Ginger yawned and felt in ‘is waistcoat pocket–for neither of ’em ‘ad undressed–and then ‘e took the pawn-ticket out and threw it on the floor. Isaac picked it up, and then ‘e began to dance about the room as if ‘e’d gone mad.
“Do you mean to tell me you’ve pawned my clothes?” he shouts.
“Me and Peter did,” ses Ginger, sitting up in bed and getting ready for a row.
Isaac dropped on the bed agin all of a ‘cap. “And wot am I to do?” he ses.
“If you be’ave yourself,” ses Ginger, “and give us our money, me and Peter’ll go and get ’em out agin. When we’ve ‘ad breakfast, that is. There’s no hurry.”
“But I ‘aven’t got the money,” ses Isaac; “it was all sewn up in the lining of the coat. I’ve on’y got about five shillings. You’ve made a nice mess of it, Ginger, you ‘ave.”
“You’re a silly fool, Ginger, that’s wot you are,” ses Peter.
“Sewn up in the lining of the coat?” ses Ginger, staring.
“The bank-notes was,” ses Isaac, “and three pounds in gold ‘idden in the cap. Did you pawn that too?”
Ginger got up in ‘is excitement and walked up and down the room. “We must go and get ’em out at once,” he ses.
“And where’s the money to do it with?” ses Peter.
Ginger ‘adn’t thought of that, and it struck ‘im all of a heap. None of ’em seemed to be able to think of a way of getting the other ten shillings wot was wanted, and Ginger was so upset that ‘e took no notice of the things Peter kept saying to ‘im.

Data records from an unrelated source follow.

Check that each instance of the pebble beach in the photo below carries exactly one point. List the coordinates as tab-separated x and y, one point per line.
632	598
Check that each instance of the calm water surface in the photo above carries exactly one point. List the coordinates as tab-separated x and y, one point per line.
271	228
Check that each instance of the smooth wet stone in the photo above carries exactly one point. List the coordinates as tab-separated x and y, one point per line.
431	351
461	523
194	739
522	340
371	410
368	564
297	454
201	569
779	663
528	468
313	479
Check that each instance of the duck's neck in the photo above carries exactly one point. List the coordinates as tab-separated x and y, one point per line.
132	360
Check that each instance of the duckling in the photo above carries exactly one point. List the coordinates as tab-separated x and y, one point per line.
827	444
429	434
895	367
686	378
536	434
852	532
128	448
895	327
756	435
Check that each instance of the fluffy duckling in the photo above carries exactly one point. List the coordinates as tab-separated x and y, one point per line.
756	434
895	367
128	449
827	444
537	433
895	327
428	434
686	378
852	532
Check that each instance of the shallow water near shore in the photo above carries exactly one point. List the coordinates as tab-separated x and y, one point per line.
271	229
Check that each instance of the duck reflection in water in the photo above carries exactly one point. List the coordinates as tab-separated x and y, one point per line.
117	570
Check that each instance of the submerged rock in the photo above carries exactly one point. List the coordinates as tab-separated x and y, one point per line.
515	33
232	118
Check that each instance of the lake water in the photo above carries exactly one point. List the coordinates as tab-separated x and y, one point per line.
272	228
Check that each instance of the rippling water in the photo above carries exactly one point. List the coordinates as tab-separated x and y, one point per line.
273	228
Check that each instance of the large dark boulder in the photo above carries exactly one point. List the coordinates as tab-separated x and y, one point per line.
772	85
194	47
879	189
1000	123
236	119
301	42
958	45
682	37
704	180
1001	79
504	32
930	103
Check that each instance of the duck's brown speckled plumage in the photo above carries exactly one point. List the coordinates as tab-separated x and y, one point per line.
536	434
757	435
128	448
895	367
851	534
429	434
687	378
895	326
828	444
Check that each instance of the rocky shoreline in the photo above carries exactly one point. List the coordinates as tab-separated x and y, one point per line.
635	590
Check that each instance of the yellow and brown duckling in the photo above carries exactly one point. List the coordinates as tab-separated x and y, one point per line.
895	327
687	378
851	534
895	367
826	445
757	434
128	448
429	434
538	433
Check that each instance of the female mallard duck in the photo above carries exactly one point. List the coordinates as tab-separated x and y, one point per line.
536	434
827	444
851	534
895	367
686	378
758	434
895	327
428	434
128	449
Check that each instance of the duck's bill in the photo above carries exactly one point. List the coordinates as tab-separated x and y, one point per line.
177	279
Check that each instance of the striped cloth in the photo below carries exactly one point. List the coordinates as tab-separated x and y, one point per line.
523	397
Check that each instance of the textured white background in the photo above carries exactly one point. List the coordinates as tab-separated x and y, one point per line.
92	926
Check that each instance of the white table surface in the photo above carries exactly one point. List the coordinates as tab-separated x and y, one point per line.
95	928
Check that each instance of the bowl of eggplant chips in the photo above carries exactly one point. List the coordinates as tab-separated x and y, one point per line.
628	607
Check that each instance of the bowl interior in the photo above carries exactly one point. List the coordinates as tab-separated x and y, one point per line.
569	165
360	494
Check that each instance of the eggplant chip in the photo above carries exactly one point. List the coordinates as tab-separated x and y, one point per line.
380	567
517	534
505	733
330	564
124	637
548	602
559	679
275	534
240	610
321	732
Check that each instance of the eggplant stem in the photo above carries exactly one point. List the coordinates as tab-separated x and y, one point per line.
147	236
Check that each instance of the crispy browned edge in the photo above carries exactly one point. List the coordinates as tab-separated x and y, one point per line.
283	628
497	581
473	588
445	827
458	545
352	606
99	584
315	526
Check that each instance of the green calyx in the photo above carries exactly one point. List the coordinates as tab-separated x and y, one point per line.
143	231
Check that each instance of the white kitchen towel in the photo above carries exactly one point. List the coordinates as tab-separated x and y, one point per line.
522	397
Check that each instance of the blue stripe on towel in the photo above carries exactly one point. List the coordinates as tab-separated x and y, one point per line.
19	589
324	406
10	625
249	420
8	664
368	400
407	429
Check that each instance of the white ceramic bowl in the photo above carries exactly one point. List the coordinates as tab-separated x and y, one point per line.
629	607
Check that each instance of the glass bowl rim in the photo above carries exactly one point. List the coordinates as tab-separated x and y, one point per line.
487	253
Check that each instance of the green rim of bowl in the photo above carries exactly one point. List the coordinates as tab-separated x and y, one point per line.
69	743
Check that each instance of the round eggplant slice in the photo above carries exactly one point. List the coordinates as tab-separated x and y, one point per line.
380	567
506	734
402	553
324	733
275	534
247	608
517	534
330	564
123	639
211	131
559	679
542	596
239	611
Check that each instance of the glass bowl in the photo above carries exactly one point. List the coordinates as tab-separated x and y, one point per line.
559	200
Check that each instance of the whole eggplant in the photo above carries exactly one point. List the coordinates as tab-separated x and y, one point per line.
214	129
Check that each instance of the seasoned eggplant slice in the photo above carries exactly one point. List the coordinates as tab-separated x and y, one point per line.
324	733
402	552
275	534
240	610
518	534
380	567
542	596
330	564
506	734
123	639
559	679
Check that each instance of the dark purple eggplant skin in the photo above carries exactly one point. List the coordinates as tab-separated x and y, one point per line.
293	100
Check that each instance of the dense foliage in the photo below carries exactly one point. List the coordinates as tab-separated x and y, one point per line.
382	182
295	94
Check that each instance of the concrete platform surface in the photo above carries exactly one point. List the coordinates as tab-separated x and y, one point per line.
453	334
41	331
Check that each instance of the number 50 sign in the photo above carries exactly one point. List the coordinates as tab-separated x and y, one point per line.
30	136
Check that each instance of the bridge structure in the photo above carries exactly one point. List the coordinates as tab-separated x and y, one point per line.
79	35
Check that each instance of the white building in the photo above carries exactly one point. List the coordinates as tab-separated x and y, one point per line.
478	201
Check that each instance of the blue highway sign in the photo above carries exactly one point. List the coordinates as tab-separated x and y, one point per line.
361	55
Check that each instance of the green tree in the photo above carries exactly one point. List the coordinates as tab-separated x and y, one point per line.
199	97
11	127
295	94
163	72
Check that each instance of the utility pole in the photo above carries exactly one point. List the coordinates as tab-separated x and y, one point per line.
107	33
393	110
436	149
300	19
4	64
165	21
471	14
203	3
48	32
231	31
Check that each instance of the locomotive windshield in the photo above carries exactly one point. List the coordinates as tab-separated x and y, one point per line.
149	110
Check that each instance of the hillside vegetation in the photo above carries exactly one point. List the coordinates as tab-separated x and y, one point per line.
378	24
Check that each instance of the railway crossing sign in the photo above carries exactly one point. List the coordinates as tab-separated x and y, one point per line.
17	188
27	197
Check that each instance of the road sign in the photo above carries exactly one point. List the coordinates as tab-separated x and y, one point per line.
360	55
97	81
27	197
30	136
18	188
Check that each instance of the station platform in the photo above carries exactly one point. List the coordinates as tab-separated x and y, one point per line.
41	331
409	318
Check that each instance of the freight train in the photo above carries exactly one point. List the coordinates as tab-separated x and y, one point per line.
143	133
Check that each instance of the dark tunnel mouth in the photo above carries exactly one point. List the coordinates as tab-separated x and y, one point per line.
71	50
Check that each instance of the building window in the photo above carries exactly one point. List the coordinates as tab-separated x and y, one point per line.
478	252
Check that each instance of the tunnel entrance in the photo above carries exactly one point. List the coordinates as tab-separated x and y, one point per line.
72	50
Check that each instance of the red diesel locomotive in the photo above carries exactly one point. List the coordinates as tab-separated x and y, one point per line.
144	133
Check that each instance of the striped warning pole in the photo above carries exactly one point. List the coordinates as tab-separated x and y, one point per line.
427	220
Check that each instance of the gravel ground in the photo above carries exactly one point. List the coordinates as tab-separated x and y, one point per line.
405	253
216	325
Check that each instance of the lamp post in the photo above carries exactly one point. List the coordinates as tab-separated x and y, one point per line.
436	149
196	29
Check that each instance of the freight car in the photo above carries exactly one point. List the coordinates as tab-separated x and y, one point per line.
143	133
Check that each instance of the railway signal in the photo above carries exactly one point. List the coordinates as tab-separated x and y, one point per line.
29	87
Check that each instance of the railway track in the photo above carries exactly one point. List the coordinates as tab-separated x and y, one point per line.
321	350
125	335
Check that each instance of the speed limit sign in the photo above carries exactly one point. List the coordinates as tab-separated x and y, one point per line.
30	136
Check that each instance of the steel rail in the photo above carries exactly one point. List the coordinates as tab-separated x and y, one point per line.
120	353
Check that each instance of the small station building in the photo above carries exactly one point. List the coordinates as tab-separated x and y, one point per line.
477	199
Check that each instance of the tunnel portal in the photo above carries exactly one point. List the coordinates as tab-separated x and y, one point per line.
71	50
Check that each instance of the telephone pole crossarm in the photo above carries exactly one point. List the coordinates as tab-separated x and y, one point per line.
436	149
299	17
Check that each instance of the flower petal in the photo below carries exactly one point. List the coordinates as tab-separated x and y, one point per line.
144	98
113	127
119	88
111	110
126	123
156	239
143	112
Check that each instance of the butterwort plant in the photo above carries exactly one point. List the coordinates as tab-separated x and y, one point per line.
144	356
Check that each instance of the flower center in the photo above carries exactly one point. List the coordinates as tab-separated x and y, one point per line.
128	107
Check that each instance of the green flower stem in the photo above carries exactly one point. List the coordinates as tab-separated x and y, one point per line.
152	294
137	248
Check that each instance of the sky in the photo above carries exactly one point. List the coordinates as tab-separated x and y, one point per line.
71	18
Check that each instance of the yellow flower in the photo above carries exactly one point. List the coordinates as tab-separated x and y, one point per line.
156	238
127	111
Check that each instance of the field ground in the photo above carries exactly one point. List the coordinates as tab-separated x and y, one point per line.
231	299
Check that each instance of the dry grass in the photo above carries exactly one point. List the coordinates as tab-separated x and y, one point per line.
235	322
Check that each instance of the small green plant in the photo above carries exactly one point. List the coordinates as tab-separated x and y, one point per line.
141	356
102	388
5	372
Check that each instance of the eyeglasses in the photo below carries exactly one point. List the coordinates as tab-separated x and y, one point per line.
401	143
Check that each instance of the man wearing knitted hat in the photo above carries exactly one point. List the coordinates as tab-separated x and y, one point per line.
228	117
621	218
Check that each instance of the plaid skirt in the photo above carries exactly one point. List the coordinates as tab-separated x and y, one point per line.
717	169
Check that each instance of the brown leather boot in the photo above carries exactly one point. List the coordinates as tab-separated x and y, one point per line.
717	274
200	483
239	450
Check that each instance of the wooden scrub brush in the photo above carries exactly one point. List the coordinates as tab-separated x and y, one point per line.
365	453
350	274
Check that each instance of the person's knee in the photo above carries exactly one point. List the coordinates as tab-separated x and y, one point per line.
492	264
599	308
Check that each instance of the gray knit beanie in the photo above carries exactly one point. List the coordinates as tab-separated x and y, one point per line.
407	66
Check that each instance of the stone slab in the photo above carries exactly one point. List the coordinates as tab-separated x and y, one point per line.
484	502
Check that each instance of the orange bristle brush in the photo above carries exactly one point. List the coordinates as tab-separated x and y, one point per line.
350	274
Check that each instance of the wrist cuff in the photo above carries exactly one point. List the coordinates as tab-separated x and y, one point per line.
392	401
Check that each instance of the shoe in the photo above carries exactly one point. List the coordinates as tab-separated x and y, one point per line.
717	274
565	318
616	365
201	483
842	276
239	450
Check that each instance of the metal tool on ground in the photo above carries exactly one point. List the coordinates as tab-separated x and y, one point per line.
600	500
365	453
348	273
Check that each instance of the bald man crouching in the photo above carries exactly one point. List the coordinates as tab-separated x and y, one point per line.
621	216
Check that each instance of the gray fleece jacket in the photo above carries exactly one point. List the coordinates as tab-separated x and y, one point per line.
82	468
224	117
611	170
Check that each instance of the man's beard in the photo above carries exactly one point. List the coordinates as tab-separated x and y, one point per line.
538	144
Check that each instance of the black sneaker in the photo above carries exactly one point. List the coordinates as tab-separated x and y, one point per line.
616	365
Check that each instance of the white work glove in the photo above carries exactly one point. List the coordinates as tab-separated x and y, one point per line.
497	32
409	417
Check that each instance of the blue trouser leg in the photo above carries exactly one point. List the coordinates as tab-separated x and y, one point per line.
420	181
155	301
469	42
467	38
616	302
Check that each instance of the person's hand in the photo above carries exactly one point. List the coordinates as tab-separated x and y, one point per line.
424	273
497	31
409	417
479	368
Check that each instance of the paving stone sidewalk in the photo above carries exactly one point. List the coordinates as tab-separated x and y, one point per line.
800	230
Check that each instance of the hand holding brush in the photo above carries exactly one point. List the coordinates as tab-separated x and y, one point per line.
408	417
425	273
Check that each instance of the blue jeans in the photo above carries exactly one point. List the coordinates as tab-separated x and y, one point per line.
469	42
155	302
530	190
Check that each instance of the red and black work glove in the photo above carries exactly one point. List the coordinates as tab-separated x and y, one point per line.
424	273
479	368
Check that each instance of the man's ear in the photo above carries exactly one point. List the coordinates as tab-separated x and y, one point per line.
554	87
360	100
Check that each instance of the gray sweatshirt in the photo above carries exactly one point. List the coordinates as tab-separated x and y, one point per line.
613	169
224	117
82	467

“Let’s go and ask to see ’em, and say we left a railway-ticket in the pocket,” ses Peter.
Isaac shook ‘is ‘ead. “There’s on’y one way to do it,” he ses. “We shall ‘ave to pawn your clothes, Ginger, to get mine out with.”
“That’s the on’y way, Ginger,” ses Peter, brightening up. “Now, wot’s the good o’ carrying on like that? It’s no worse for you to be without your clothes for a little while than it was for pore old Isaac.”
It took ’em quite arf an hour afore they could get Ginger to see it. First of all ‘e wanted Peter’s clothes to be took instead of ‘is, and when Peter pointed out that they was too shabby to fetch ten shillings ‘e ‘ad a lot o’ nasty things to say about wearing such old rags, and at last, in a terrible temper, ‘e took ‘is clothes off and pitched ’em in a ‘eap on the floor.
“If you ain’t back in arf an hour, Peter,” ‘e ses, scowling at ‘im, “you’ll ‘ear from me, I can tell you.”
“Don’t you worry about that,” ses Isaac, with a smile. “I’m going to take ’em.”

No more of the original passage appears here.